I had been waiting from 6:30 until we went in at nearly 7:30 p.m. We were seated according to precinct. That’s when I discovered I lived in one of the largest precincts and we had 13 delegates to divide between the Obama and Clinton camps. But before we could get to that we had to nominate and elect officers: a secretary and a chairman. Then we were told that this was actually a mini-convention. After the two officers were selected we were divided into two groups. Each person had to sign the form with their information, which has to be verified for candidate of choice. Then those signatures were counted: total 158 — 84 for Obama and 74 for Clinton, with a net gain of one delegate for Obama!
Then the crowd was told to wait if we wanted to be a delegate. I stayed. Here’s where the math got nice. We needed seven delegates and eight people raised their hands. Then we said we would have to vote one off. Someone volunteered to drop out of the race. Another show of hands and now we were seven. Then we needed seven alternates, exactly seven folks raised their hands and were accepted, end of race. We all signed our names and were told we had to caucus again on March 29 for more voting. On that caucus day the votes would decide who would go to the state convention on June 6 and 7. More voting, more caucuses, more unsettling scenarios.
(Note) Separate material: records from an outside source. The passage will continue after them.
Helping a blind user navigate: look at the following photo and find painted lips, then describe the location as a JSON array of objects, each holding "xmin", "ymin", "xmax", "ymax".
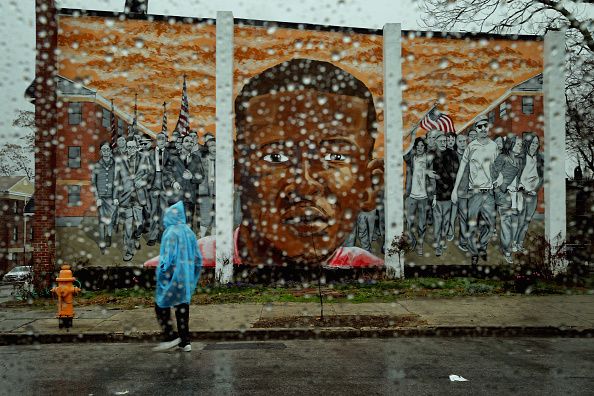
[{"xmin": 282, "ymin": 206, "xmax": 328, "ymax": 236}]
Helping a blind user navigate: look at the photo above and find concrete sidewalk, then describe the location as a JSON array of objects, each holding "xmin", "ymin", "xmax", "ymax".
[{"xmin": 0, "ymin": 295, "xmax": 594, "ymax": 345}]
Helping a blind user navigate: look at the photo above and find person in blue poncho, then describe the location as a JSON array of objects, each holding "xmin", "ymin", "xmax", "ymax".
[{"xmin": 153, "ymin": 201, "xmax": 202, "ymax": 352}]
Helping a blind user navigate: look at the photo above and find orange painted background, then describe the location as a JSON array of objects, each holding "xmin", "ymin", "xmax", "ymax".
[{"xmin": 59, "ymin": 16, "xmax": 543, "ymax": 157}]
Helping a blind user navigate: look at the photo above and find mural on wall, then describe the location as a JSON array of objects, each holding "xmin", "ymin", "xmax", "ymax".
[
  {"xmin": 227, "ymin": 58, "xmax": 383, "ymax": 267},
  {"xmin": 57, "ymin": 15, "xmax": 543, "ymax": 267}
]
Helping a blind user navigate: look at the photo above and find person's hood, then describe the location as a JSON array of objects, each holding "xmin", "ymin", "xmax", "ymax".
[{"xmin": 163, "ymin": 201, "xmax": 186, "ymax": 228}]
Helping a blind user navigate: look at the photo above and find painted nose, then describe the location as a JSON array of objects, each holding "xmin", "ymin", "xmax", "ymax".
[{"xmin": 289, "ymin": 159, "xmax": 324, "ymax": 200}]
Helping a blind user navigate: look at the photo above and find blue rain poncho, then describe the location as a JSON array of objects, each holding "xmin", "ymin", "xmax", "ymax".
[{"xmin": 155, "ymin": 201, "xmax": 202, "ymax": 308}]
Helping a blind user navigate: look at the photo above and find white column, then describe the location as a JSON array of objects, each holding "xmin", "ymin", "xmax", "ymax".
[
  {"xmin": 215, "ymin": 11, "xmax": 234, "ymax": 283},
  {"xmin": 384, "ymin": 23, "xmax": 404, "ymax": 278},
  {"xmin": 543, "ymin": 30, "xmax": 567, "ymax": 271}
]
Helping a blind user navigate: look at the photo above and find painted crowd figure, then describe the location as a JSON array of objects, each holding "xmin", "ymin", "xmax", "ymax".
[
  {"xmin": 91, "ymin": 132, "xmax": 210, "ymax": 261},
  {"xmin": 91, "ymin": 142, "xmax": 116, "ymax": 253},
  {"xmin": 114, "ymin": 139, "xmax": 150, "ymax": 261},
  {"xmin": 404, "ymin": 115, "xmax": 544, "ymax": 266}
]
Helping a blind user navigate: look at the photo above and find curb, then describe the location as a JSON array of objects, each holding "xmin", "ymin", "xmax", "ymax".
[{"xmin": 0, "ymin": 326, "xmax": 594, "ymax": 346}]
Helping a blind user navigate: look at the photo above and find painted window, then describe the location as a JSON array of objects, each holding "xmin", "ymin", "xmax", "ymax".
[
  {"xmin": 68, "ymin": 146, "xmax": 80, "ymax": 168},
  {"xmin": 101, "ymin": 109, "xmax": 111, "ymax": 128},
  {"xmin": 68, "ymin": 186, "xmax": 81, "ymax": 206},
  {"xmin": 522, "ymin": 96, "xmax": 534, "ymax": 114},
  {"xmin": 499, "ymin": 102, "xmax": 507, "ymax": 118},
  {"xmin": 68, "ymin": 103, "xmax": 82, "ymax": 125}
]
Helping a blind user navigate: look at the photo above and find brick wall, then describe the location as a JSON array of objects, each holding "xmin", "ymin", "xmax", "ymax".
[
  {"xmin": 33, "ymin": 0, "xmax": 58, "ymax": 289},
  {"xmin": 56, "ymin": 101, "xmax": 128, "ymax": 217}
]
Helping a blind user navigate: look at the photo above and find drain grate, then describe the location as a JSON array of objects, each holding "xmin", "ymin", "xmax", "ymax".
[{"xmin": 203, "ymin": 342, "xmax": 287, "ymax": 351}]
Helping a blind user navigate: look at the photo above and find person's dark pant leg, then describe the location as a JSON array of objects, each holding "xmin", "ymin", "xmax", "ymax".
[
  {"xmin": 457, "ymin": 198, "xmax": 468, "ymax": 248},
  {"xmin": 515, "ymin": 193, "xmax": 538, "ymax": 246},
  {"xmin": 155, "ymin": 304, "xmax": 177, "ymax": 341},
  {"xmin": 468, "ymin": 191, "xmax": 483, "ymax": 256},
  {"xmin": 478, "ymin": 192, "xmax": 497, "ymax": 252},
  {"xmin": 175, "ymin": 304, "xmax": 190, "ymax": 346}
]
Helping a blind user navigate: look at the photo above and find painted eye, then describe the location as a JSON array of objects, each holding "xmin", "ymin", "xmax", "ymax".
[
  {"xmin": 324, "ymin": 153, "xmax": 349, "ymax": 162},
  {"xmin": 262, "ymin": 153, "xmax": 289, "ymax": 164}
]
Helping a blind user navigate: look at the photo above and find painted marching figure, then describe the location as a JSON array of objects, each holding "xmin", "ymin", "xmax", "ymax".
[
  {"xmin": 114, "ymin": 138, "xmax": 150, "ymax": 261},
  {"xmin": 404, "ymin": 137, "xmax": 435, "ymax": 256},
  {"xmin": 513, "ymin": 135, "xmax": 544, "ymax": 252},
  {"xmin": 493, "ymin": 135, "xmax": 522, "ymax": 264},
  {"xmin": 431, "ymin": 133, "xmax": 459, "ymax": 256},
  {"xmin": 165, "ymin": 135, "xmax": 204, "ymax": 227},
  {"xmin": 447, "ymin": 133, "xmax": 468, "ymax": 244},
  {"xmin": 147, "ymin": 133, "xmax": 169, "ymax": 246},
  {"xmin": 452, "ymin": 115, "xmax": 497, "ymax": 267},
  {"xmin": 198, "ymin": 133, "xmax": 216, "ymax": 237},
  {"xmin": 91, "ymin": 142, "xmax": 116, "ymax": 254}
]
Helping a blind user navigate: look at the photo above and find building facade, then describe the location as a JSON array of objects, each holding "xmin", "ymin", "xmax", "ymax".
[{"xmin": 0, "ymin": 176, "xmax": 34, "ymax": 274}]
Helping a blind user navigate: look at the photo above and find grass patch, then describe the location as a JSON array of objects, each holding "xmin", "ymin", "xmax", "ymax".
[{"xmin": 0, "ymin": 277, "xmax": 594, "ymax": 310}]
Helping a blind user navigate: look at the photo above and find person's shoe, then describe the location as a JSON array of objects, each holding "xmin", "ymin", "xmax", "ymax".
[{"xmin": 153, "ymin": 337, "xmax": 179, "ymax": 352}]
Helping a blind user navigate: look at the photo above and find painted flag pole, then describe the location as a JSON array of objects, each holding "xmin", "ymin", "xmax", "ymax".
[
  {"xmin": 161, "ymin": 102, "xmax": 167, "ymax": 135},
  {"xmin": 110, "ymin": 99, "xmax": 118, "ymax": 149},
  {"xmin": 175, "ymin": 74, "xmax": 190, "ymax": 136}
]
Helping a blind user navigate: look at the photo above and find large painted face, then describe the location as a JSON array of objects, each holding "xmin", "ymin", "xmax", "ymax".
[
  {"xmin": 188, "ymin": 132, "xmax": 198, "ymax": 147},
  {"xmin": 126, "ymin": 140, "xmax": 138, "ymax": 157},
  {"xmin": 435, "ymin": 134, "xmax": 447, "ymax": 151},
  {"xmin": 495, "ymin": 136, "xmax": 503, "ymax": 153},
  {"xmin": 416, "ymin": 142, "xmax": 425, "ymax": 155},
  {"xmin": 456, "ymin": 135, "xmax": 468, "ymax": 151},
  {"xmin": 512, "ymin": 138, "xmax": 522, "ymax": 154},
  {"xmin": 426, "ymin": 131, "xmax": 437, "ymax": 151},
  {"xmin": 474, "ymin": 121, "xmax": 489, "ymax": 139},
  {"xmin": 101, "ymin": 144, "xmax": 113, "ymax": 160},
  {"xmin": 182, "ymin": 135, "xmax": 194, "ymax": 153},
  {"xmin": 116, "ymin": 136, "xmax": 126, "ymax": 153},
  {"xmin": 206, "ymin": 140, "xmax": 217, "ymax": 155},
  {"xmin": 446, "ymin": 135, "xmax": 456, "ymax": 150},
  {"xmin": 236, "ymin": 90, "xmax": 381, "ymax": 264},
  {"xmin": 157, "ymin": 133, "xmax": 167, "ymax": 149}
]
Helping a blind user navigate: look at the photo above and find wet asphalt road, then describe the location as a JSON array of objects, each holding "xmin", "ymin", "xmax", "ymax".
[{"xmin": 0, "ymin": 338, "xmax": 594, "ymax": 395}]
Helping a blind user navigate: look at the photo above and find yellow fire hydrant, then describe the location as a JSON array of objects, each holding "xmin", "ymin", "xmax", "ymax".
[{"xmin": 52, "ymin": 265, "xmax": 80, "ymax": 328}]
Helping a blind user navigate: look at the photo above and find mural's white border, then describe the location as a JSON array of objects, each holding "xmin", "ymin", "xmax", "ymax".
[
  {"xmin": 543, "ymin": 30, "xmax": 567, "ymax": 264},
  {"xmin": 215, "ymin": 11, "xmax": 235, "ymax": 284},
  {"xmin": 384, "ymin": 23, "xmax": 404, "ymax": 278}
]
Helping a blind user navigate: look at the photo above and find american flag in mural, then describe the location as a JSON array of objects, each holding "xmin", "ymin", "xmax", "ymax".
[
  {"xmin": 420, "ymin": 106, "xmax": 456, "ymax": 132},
  {"xmin": 110, "ymin": 99, "xmax": 118, "ymax": 149},
  {"xmin": 175, "ymin": 75, "xmax": 190, "ymax": 136},
  {"xmin": 161, "ymin": 102, "xmax": 167, "ymax": 134}
]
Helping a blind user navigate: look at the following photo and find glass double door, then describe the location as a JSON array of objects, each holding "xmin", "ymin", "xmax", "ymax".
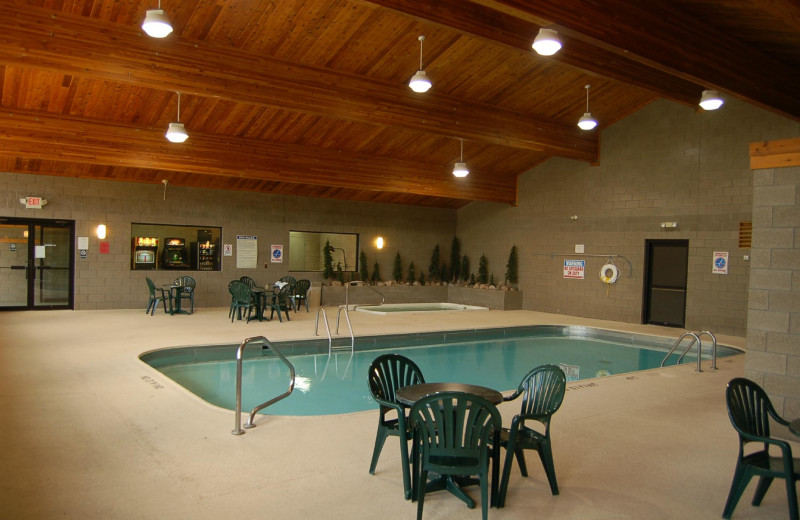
[{"xmin": 0, "ymin": 217, "xmax": 75, "ymax": 310}]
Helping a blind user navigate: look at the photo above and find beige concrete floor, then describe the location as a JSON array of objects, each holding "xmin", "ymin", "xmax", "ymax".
[{"xmin": 0, "ymin": 309, "xmax": 788, "ymax": 520}]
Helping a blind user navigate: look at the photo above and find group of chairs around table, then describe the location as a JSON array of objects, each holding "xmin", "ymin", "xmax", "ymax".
[
  {"xmin": 368, "ymin": 354, "xmax": 566, "ymax": 520},
  {"xmin": 228, "ymin": 276, "xmax": 311, "ymax": 323},
  {"xmin": 368, "ymin": 354, "xmax": 800, "ymax": 520},
  {"xmin": 144, "ymin": 276, "xmax": 197, "ymax": 316}
]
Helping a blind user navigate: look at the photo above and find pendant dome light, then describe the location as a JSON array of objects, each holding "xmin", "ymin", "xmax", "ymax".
[
  {"xmin": 531, "ymin": 28, "xmax": 561, "ymax": 56},
  {"xmin": 578, "ymin": 85, "xmax": 597, "ymax": 130},
  {"xmin": 700, "ymin": 90, "xmax": 725, "ymax": 110},
  {"xmin": 408, "ymin": 35, "xmax": 431, "ymax": 93},
  {"xmin": 453, "ymin": 139, "xmax": 469, "ymax": 177},
  {"xmin": 142, "ymin": 0, "xmax": 172, "ymax": 38},
  {"xmin": 166, "ymin": 92, "xmax": 189, "ymax": 143}
]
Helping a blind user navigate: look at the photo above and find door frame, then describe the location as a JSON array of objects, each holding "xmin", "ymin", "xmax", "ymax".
[
  {"xmin": 0, "ymin": 216, "xmax": 75, "ymax": 311},
  {"xmin": 642, "ymin": 238, "xmax": 689, "ymax": 328}
]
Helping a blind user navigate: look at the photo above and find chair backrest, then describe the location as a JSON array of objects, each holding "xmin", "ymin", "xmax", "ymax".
[
  {"xmin": 144, "ymin": 276, "xmax": 156, "ymax": 297},
  {"xmin": 228, "ymin": 282, "xmax": 253, "ymax": 304},
  {"xmin": 725, "ymin": 377, "xmax": 777, "ymax": 443},
  {"xmin": 292, "ymin": 279, "xmax": 311, "ymax": 298},
  {"xmin": 175, "ymin": 276, "xmax": 197, "ymax": 290},
  {"xmin": 408, "ymin": 392, "xmax": 502, "ymax": 471},
  {"xmin": 516, "ymin": 365, "xmax": 567, "ymax": 417},
  {"xmin": 368, "ymin": 354, "xmax": 425, "ymax": 404}
]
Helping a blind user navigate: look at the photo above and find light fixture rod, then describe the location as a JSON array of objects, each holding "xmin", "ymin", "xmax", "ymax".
[
  {"xmin": 418, "ymin": 35, "xmax": 425, "ymax": 70},
  {"xmin": 586, "ymin": 85, "xmax": 591, "ymax": 112}
]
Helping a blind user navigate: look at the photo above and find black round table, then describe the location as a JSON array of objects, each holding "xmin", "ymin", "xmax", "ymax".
[{"xmin": 395, "ymin": 383, "xmax": 503, "ymax": 406}]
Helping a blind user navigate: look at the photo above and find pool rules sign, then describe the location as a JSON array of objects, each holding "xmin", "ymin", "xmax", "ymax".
[
  {"xmin": 564, "ymin": 260, "xmax": 586, "ymax": 280},
  {"xmin": 711, "ymin": 251, "xmax": 728, "ymax": 274}
]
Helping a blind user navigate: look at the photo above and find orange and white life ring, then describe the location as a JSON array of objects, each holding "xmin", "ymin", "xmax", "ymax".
[{"xmin": 600, "ymin": 262, "xmax": 619, "ymax": 285}]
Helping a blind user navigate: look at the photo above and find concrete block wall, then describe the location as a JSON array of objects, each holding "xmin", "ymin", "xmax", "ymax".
[
  {"xmin": 0, "ymin": 177, "xmax": 456, "ymax": 310},
  {"xmin": 456, "ymin": 100, "xmax": 798, "ymax": 336},
  {"xmin": 745, "ymin": 167, "xmax": 800, "ymax": 419}
]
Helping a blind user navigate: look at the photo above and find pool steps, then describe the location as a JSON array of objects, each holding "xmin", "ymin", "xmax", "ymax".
[
  {"xmin": 661, "ymin": 330, "xmax": 717, "ymax": 372},
  {"xmin": 231, "ymin": 336, "xmax": 296, "ymax": 435}
]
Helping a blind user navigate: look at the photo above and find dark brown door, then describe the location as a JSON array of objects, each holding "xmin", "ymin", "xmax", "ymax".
[{"xmin": 642, "ymin": 240, "xmax": 689, "ymax": 327}]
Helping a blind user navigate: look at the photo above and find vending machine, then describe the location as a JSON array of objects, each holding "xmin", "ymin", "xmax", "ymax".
[
  {"xmin": 131, "ymin": 237, "xmax": 158, "ymax": 270},
  {"xmin": 191, "ymin": 242, "xmax": 219, "ymax": 271},
  {"xmin": 161, "ymin": 238, "xmax": 191, "ymax": 269}
]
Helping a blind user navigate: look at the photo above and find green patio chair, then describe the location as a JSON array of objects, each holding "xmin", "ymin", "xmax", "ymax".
[
  {"xmin": 175, "ymin": 276, "xmax": 197, "ymax": 314},
  {"xmin": 497, "ymin": 365, "xmax": 567, "ymax": 507},
  {"xmin": 292, "ymin": 279, "xmax": 311, "ymax": 312},
  {"xmin": 367, "ymin": 354, "xmax": 425, "ymax": 499},
  {"xmin": 266, "ymin": 283, "xmax": 292, "ymax": 322},
  {"xmin": 722, "ymin": 377, "xmax": 800, "ymax": 520},
  {"xmin": 408, "ymin": 392, "xmax": 502, "ymax": 520},
  {"xmin": 144, "ymin": 276, "xmax": 169, "ymax": 316},
  {"xmin": 228, "ymin": 282, "xmax": 256, "ymax": 323}
]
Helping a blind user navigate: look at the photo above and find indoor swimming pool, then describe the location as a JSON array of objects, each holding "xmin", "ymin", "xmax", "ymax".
[{"xmin": 140, "ymin": 326, "xmax": 741, "ymax": 415}]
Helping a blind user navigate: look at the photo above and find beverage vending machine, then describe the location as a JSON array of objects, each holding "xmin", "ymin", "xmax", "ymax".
[
  {"xmin": 161, "ymin": 238, "xmax": 191, "ymax": 269},
  {"xmin": 131, "ymin": 237, "xmax": 158, "ymax": 269}
]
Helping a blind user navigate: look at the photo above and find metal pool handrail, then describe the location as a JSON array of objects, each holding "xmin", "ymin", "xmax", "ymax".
[
  {"xmin": 231, "ymin": 336, "xmax": 295, "ymax": 435},
  {"xmin": 337, "ymin": 280, "xmax": 386, "ymax": 308}
]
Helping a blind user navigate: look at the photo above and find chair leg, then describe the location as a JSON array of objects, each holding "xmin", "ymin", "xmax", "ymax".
[
  {"xmin": 369, "ymin": 424, "xmax": 389, "ymax": 475},
  {"xmin": 752, "ymin": 477, "xmax": 774, "ymax": 506},
  {"xmin": 539, "ymin": 444, "xmax": 558, "ymax": 496},
  {"xmin": 722, "ymin": 464, "xmax": 753, "ymax": 520},
  {"xmin": 417, "ymin": 470, "xmax": 428, "ymax": 520},
  {"xmin": 497, "ymin": 445, "xmax": 514, "ymax": 507},
  {"xmin": 786, "ymin": 478, "xmax": 800, "ymax": 520}
]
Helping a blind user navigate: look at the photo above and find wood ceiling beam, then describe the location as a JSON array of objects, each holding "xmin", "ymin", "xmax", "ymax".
[
  {"xmin": 468, "ymin": 0, "xmax": 800, "ymax": 120},
  {"xmin": 0, "ymin": 4, "xmax": 599, "ymax": 162},
  {"xmin": 0, "ymin": 111, "xmax": 517, "ymax": 204},
  {"xmin": 364, "ymin": 0, "xmax": 703, "ymax": 106}
]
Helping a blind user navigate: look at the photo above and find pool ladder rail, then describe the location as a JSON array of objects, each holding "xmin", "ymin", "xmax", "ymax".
[
  {"xmin": 661, "ymin": 330, "xmax": 717, "ymax": 372},
  {"xmin": 231, "ymin": 336, "xmax": 295, "ymax": 435},
  {"xmin": 314, "ymin": 305, "xmax": 356, "ymax": 380}
]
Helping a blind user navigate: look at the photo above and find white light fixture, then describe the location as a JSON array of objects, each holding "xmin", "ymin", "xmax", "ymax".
[
  {"xmin": 142, "ymin": 0, "xmax": 172, "ymax": 38},
  {"xmin": 700, "ymin": 90, "xmax": 724, "ymax": 110},
  {"xmin": 531, "ymin": 28, "xmax": 561, "ymax": 56},
  {"xmin": 578, "ymin": 85, "xmax": 597, "ymax": 130},
  {"xmin": 167, "ymin": 92, "xmax": 189, "ymax": 143},
  {"xmin": 453, "ymin": 139, "xmax": 469, "ymax": 177},
  {"xmin": 408, "ymin": 36, "xmax": 431, "ymax": 92}
]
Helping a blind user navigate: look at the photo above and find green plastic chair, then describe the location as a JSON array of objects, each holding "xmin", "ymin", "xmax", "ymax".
[
  {"xmin": 144, "ymin": 276, "xmax": 169, "ymax": 316},
  {"xmin": 408, "ymin": 392, "xmax": 502, "ymax": 520},
  {"xmin": 367, "ymin": 354, "xmax": 425, "ymax": 499},
  {"xmin": 722, "ymin": 377, "xmax": 800, "ymax": 520},
  {"xmin": 239, "ymin": 276, "xmax": 256, "ymax": 289},
  {"xmin": 497, "ymin": 365, "xmax": 567, "ymax": 507},
  {"xmin": 228, "ymin": 282, "xmax": 256, "ymax": 323},
  {"xmin": 267, "ymin": 283, "xmax": 292, "ymax": 322},
  {"xmin": 292, "ymin": 279, "xmax": 311, "ymax": 312},
  {"xmin": 175, "ymin": 276, "xmax": 197, "ymax": 314}
]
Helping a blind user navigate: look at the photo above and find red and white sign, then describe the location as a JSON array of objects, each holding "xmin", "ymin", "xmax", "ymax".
[{"xmin": 25, "ymin": 197, "xmax": 44, "ymax": 209}]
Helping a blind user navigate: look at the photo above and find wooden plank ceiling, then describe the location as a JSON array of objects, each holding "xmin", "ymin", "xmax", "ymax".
[{"xmin": 0, "ymin": 0, "xmax": 800, "ymax": 208}]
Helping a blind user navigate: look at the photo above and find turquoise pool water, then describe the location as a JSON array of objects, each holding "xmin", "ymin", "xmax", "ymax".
[{"xmin": 140, "ymin": 326, "xmax": 740, "ymax": 415}]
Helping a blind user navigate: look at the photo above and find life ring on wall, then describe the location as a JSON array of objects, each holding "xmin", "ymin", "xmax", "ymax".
[{"xmin": 600, "ymin": 262, "xmax": 619, "ymax": 285}]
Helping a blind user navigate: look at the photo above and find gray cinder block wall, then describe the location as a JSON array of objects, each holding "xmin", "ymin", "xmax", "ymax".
[
  {"xmin": 0, "ymin": 178, "xmax": 456, "ymax": 310},
  {"xmin": 745, "ymin": 167, "xmax": 800, "ymax": 419},
  {"xmin": 458, "ymin": 100, "xmax": 800, "ymax": 336}
]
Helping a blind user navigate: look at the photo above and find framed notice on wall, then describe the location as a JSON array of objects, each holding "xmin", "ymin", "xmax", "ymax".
[{"xmin": 236, "ymin": 235, "xmax": 258, "ymax": 269}]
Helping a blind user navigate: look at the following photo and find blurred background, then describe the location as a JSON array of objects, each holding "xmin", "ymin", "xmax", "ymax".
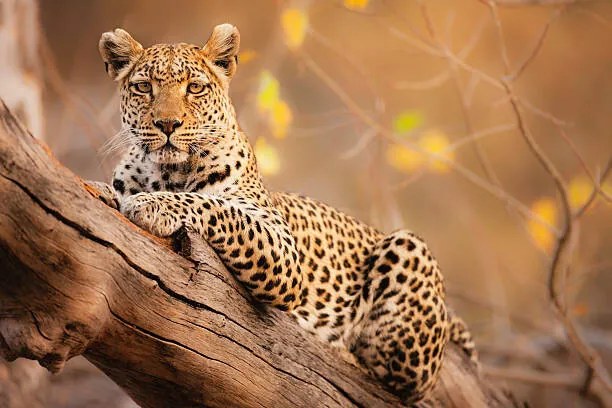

The night was fun because the woman who had been standing in front of me at the rally was there. We were both within a few feet of Obama and the riser he spoke from. So, I spoke to her and then we realized the attraction — we were both vegans. So we said that if we were sent to the Denver convention we would display a Texas-sized “Vegans for Obama” sign; we both laughed.
We Can Take a Punch
The night was a go. I wanted to hear that Obama shook off Clinton tonight, but I had an uneasy feeling that it was not to be — just yet. My fears were confirmed when what was to be the only early win posted was for Vermont with the other two still too close to call. It never fails — when I don’t feel buoyed at the beginning of the day of a primary, it won’t go my way. Crying is no way for a candidate supporter to respond. I don’t want to hate Hillary.
I really don’t want to see the Democratic Party implode over "the couple." But implode they will if this thing is not settled soon. I mean I had some really dark thoughts today like enshrining my Obama yard sign and voting Republican — again. But then I came to my senses and realized that the GOP wants us to fall apart. They want us to tear each other apart. They want us to Hillarize and self-destruct. And if The Art of War is instructive then one must do the unexpected in time of embattlement — confound the enemy. Throw him or her off the scent by keeping the balance.
Our Crystal Balls Are Bigger Than Yours
And most of all be careful what you wish for, GOP pundits, because our crystal balls are bigger than yours. We’ve had more experience crystal-gazing and navel-watching. We have been sicker, suffered longer and harder, cried more tears, eaten more dry bread, been poorer and imprisoned more often. As much as independent voters like me hate the Billary divisive dickering we hate the thought of a hundred years' war, debtor’s prison, and sick to death without medicine even more.
The election of a president and a new president makes history by definition. This season is no different except that it may go down as one of the greatest enthusiasm and largest voter turnout in the history of primaries and caucuses. It may go down as the primary that chose Barack Obama as its presidential nominee. And it may be the sun that did not shine after so much promise. We may all need psychological counseling when this thing is done wringing us out on its high-spin cycle. Or will we blow away like billions of shredded bits of confetti in the Texas wind? Because I believe that if there is no Obama sunshine on the Dem ticket — that, too, would be a Dem disgrace.